Having previously shown what they can do with a small mutli-character cast in Dracula in Dracula last year, I was excepted them to take to this play like a duck to water, and they did. Unlike Dracula, they didn’t have that many opportunities to do anything particularly original, because you can only really do Teechers justice if you stay faithful to the original production. But director Adrian McDougall still found a few opportunities to add a few Blackeyed touches, such as the dance routines between the scenes with all the flair and style of a school disco. The only major change was that Hobby was made into a boy (rather than the girl in the original), but that worked fine. With all three characters, Hobby in particular, playing a variety of characters in both sexes, it really no difference which sex Hobby is.

There was one thing I wasn’t sure about, which was the loss of some of the character-identifying props. In Godber’s version, all three characters play deputy head Mr. Basford and school nutter Oggy Moxon at some point, and they are identified by the joke shop glasses and the cap respectively. I was a bit nervous the audience would lose track of who was playing who without these (if they hadn’t seen the play before), but I asked a couple and that worked fine. So Blackeyed can safely bag a teacher’s gold star here.

Paula Penman as DonnaNow let’s move on to Donna Disco.

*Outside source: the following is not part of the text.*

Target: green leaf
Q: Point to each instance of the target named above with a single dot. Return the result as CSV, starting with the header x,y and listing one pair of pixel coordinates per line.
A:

You think that Whitewall High School is bad? Donna’s is worse. At least at Whitewall it was just rowdiness, anarchy and teacher-baiting. At Donna’s school, the pupils have a very strict pecking order, with poor old Donna as the school reject. What’s more, two particularly bitchy girls consider any attempt to usurp their place at the top of the pile carries the death penalty. I must say, I’m not sure exactly who the intended audience are in the tagline “For anyone who thought being fourteen was easy.” I’m pretty sure the only people who think that are either not fourteen yet, or replaced their own memories with an absurdly romanticised version lifted from Enid Blyton. But you get the idea.

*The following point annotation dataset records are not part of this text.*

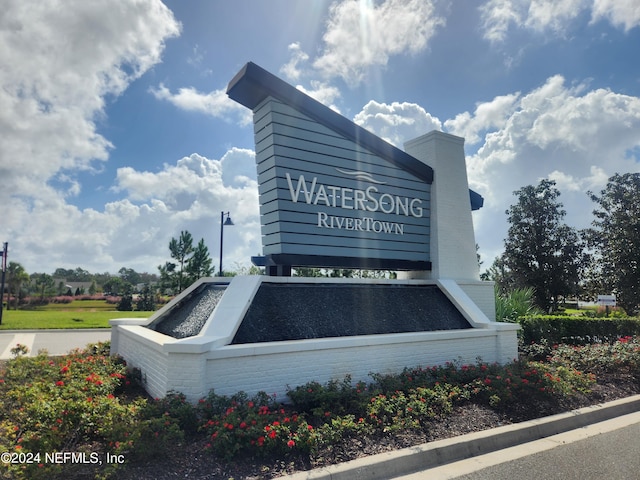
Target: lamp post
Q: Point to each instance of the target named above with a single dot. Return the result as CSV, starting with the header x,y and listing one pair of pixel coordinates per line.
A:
x,y
223,222
5,250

Although this production is down as Chicken Pox Fox rather than Live Theatre, it’s the same team of three who did the version produced by Live a few back. It’s still Lee Mattinson’s play, still Laura Lindlow directing and still Paula Penman performing. Solo performances tend to get a positive reception locally for the wrong reasons – often audiences are amazed that one person can act on stage for a whole hour, something that’s actually not that difficult. But it’s a good play with a sadly believable character brought to live by an excellent solo performance, and – crucially – a writer and director who recognise a solo piece had to be a play. A common weakness of stage monologues is that they’re little more than spoken word pieces, but the team between them pulled every trick in the book – through music, acting and cunningly-deployed props – to make this into a proper play.

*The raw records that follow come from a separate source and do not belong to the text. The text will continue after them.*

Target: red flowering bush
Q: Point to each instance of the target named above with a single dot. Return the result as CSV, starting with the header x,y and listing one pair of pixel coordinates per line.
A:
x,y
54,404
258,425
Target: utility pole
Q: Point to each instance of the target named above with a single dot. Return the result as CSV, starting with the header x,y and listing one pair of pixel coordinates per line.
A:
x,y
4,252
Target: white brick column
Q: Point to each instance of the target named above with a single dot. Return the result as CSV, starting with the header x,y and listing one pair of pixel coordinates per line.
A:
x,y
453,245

If it’s got one shortcoming, it’s that the hour-long play maybe takes too long to get going. It’s only really in the second half-hour that things start to get interesting. But it is worth the wait once it gets going. Just one warning: it might looks like it’s building to an uplifting ending – with Donna’s trashy mother realising how precious her daughter is, and the downstairs transvestite neighbour providing Donna with an amazing story to spellbind the school – but that’s what I thought watching Atonement. That’s it for the Newcastle leg of the tour, but this, well as Teechers, are both well worth a visit if they’re coming your way.

Teechers and Donna Disco both tour until 28th March.